# Teaching languages in Canada



## Sukumosarah (Nov 28, 2011)

Hello!

New to this forum, and it's very interesting!

I am a qualified French, Spanish and Japanese teacher (fluent in all these languages) and have 3 years experience teaching in London, 3 in Japan as an ALT. I want to step over to Canada now on a long term basis. Having read some of these forums and seeing how difficult it is to get into teaching over there, I'm a bit disheartened - but not defeated! 

My first question: 

Where does one start??! I don't mind where I go - as long as not too rural and cold. French speaking part would be cool. 

Should I just bang out my CV to schools and hope for the best? Will they be put off by the fact that they'd have to help me with a Visa if they wanted to employ me? 

Or should I try and get a visa first? 

I am also open to teach ESL if need be. 

Thanks for any advice!
Sarah


----------



## EVHB (Feb 11, 2008)

For Ontario: General Guidelines for Registration: Teachers Trained Outside Ontario - The Ontario College of Teachers

I don't have the impression that there's a big need for language teachters here. My friend has a masters in English, French and a Masters in something that has to do with aquiring a second language. But she's only able to get supply teachter jobs. Or private schools, but they pay minimum wage and no pension or other extra's.


----------



## Sukumosarah (Nov 28, 2011)

French Teacher said:


> Hello!
> 
> New to this forum, and it's very interesting!
> 
> ...


Hi
thanks for your input. I've heard French teachers ARE in demand, so guess it depends who I speak to! And don't mind working for a private school to get my foot in the door, then can look for a better paid job once established in Canada.... And i'm pretty sure knowing Japanese must be an asset too over there...


----------



## Sukumosarah (Nov 28, 2011)

How do you go about getting supply work, anyway?




French Teacher said:


> Hello!
> 
> New to this forum, and it's very interesting!
> 
> ...


----------



## Sukumosarah (Nov 28, 2011)

Hi - how do you go about getting supply work over there anyway? Nothing against supply work if it pays the bills!


----------



## EVHB (Feb 11, 2008)

Apply through the local school boards.
This is a place to start for Ontario: Find a School or School Board


----------



## Baird68 (Nov 5, 2011)

Sukumosarah said:


> Hello!
> 
> New to this forum, and it's very interesting!
> 
> ...


HI Sarah. Welcome to the forum! First of all, you need to have a teaching certificate in the province where you want to work. If you have a degree from an accredited university, then you can apply to go to teachers college at one of the universities in Canada. Being able to teach French is definitely an asset, so you might not have a difficult time being a French teacher in an English or French language school once you get your teaching certificate. ESL is a specialized course offered to certified teachers. In Ontario, there are three courses, ESL parts I, 2, and ESL Specialist. They can be taken throughout the year. I would suggest you Google: teaching in Ontario - (or the province that interests you.) In Ontario, you will be required to join the professional organization called Ontario College of Teachers if you want to teach. You will also be required to join the teachers union in your area and pay into the pension plan once you start working. It is very important to make connections in the area where you want to teach. You could volunteer in a school near your home to build friendships and alliances. 

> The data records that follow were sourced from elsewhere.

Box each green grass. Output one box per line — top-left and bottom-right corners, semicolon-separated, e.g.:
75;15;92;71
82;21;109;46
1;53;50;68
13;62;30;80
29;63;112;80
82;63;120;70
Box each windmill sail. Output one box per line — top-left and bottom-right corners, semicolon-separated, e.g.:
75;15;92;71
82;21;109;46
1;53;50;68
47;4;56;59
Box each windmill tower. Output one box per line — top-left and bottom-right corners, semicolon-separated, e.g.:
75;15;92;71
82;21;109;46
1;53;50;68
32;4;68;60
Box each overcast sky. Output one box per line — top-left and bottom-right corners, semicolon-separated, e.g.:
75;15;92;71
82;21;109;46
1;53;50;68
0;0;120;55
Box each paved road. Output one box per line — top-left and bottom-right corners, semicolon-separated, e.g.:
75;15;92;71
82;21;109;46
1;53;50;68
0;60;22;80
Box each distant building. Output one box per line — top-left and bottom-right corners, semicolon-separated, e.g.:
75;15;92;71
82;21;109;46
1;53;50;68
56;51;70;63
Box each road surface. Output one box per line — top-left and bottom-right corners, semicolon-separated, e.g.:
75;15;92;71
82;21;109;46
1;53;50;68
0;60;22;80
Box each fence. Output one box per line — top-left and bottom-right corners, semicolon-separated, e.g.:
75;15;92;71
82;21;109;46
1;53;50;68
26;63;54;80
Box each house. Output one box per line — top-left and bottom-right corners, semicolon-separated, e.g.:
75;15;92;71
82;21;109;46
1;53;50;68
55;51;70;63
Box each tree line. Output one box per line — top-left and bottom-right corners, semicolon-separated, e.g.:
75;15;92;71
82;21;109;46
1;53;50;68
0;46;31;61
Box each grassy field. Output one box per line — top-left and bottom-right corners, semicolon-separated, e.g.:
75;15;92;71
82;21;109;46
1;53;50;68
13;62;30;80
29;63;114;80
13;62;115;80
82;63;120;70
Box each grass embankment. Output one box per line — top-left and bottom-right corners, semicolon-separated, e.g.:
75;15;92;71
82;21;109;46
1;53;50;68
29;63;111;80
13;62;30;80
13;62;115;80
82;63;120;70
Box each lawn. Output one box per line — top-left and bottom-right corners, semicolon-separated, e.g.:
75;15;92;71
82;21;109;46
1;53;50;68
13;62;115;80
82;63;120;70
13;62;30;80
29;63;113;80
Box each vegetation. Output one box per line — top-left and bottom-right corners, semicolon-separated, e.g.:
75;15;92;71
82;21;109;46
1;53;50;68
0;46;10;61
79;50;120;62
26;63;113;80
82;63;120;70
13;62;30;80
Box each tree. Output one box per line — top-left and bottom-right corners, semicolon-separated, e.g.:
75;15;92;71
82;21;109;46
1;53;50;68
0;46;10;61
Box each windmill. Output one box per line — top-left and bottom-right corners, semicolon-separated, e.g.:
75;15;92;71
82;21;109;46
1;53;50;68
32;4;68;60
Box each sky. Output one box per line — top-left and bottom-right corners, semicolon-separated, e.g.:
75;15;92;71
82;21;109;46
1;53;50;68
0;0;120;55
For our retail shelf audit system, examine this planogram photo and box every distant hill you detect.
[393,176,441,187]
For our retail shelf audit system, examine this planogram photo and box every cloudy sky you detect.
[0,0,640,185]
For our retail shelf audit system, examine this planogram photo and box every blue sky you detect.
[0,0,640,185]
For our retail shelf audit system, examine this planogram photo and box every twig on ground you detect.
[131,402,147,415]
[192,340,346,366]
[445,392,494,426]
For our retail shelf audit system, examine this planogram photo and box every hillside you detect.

I know you are a qualified teacher in England, and the OCT may accept it as equal to an Ontario teaching certificate. You need to see if that is the case.


----------



## EVHB (Feb 11, 2008)

Sometimes you need to have a TESL certificate to teach ESL, sometimes you don't. Don't remember exactly how it was, but it depends on the funding of the program: provincial or federal.


----------